En dépit d’un rapport efficacité/tolérance favorable et d’un service médical rendu (SMR) important, les CI restent des médicaments insuffisamment prescrits comme l’ont montré deux études récentes.

Dans un travail de l’IRDES, près de la moitié des patients asthmatiques de pallier I (ß2 mimétique seul) étaient non contrôlés et auraient du recevoir un traitement par CI (8). Par ailleurs, une enquête conduite dans 5 pays européens montre qu’en 2010, 53,5 % des patients présentaient un asthme insuffisamment contrôlé (9). Les résultats sont comparables avec ceux de 2006 dans tous ces pays (sauf pour l’Allemagne où le taux de contrôle a augmenté). En France, le pourcentage de patients contrôlés a même diminué entre 2008 et 2010 (p = 0,033).

Vers un meilleur contrôle de l’asthme ?

La mise à disposition en 2013 du mométasone furoate et du ciclésonide serait-elle susceptible de faire évoluer une telle situation ? Question d’autant plus légitime que ces molécules novatrices apportent un plus dans la prise en charge des patients asthmatiques en autorisant une prise unique.

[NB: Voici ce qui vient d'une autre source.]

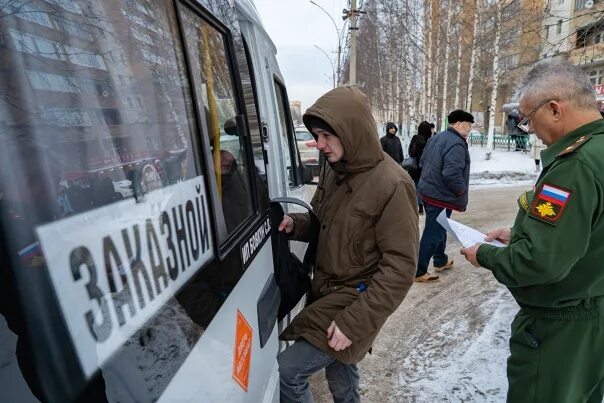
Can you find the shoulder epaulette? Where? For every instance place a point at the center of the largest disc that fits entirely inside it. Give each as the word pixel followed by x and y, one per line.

De plus, le ciclésonide, délivré sous forme d’une prodrogue activée au niveau des poumons avec une faible déposition oropharyngée, rend le rinçage de la bouche non obligatoire et permet de limiter les effets indésirables locaux (taux de candidose orale égal ou inférieur au placebo) (2).

A suivre…

(1) Global strategy for asthma management and prevention. GINA (Global Initiative for Asthma) 2012.
(2) RCP mométasone furoate – Vidal 2013.
(3) RCP ciclésonide – Vidal 2013.
(4) Derendorf  H et coll. : Relevance of pharmacokineticsand pharmacodynamics of inhaled corticosteroids to asthma. Eur Respir J 2006 ; 28 : 1042-1050.
(5) Tjalling W et coll. : Comparative in vitro evaluation of four corticosteroid metered dose inhalers : consistency of delivered dose and particle size distribution. Respiratory Medecine 2009 ; 103 : 1167-1173.
(6) Drollman A et coll. : Equivalent pharmacokinetics of the active metabolite of ciclesonide with and without use of the aerochamber plus TM specer for inhalation. Clin Pharmacokinet 2006 ; 45 (7) : 729-736.
(7) Du bon usage des corticoïdes inhalés chez l’enfant asthmatique (nourrisson inclus).Groupe de Recherche sur les Avancées en Pneumo-Pédiatrie (GRAPP). Rev Mal Respir 2004 21 : 1215-1224
(8) Afrite A et coll. : L’asthme en France en 2006 : prévalence, contrôle et déterminants. IRDES n°549 – Janvier 2011.
(9) Demoly P et coll. : Repeated cross-sectional survey of patient-reported asthma control in Europe in the past 5 years. Eur Respir Rev 2012 ; 21 : 123 : 66-74.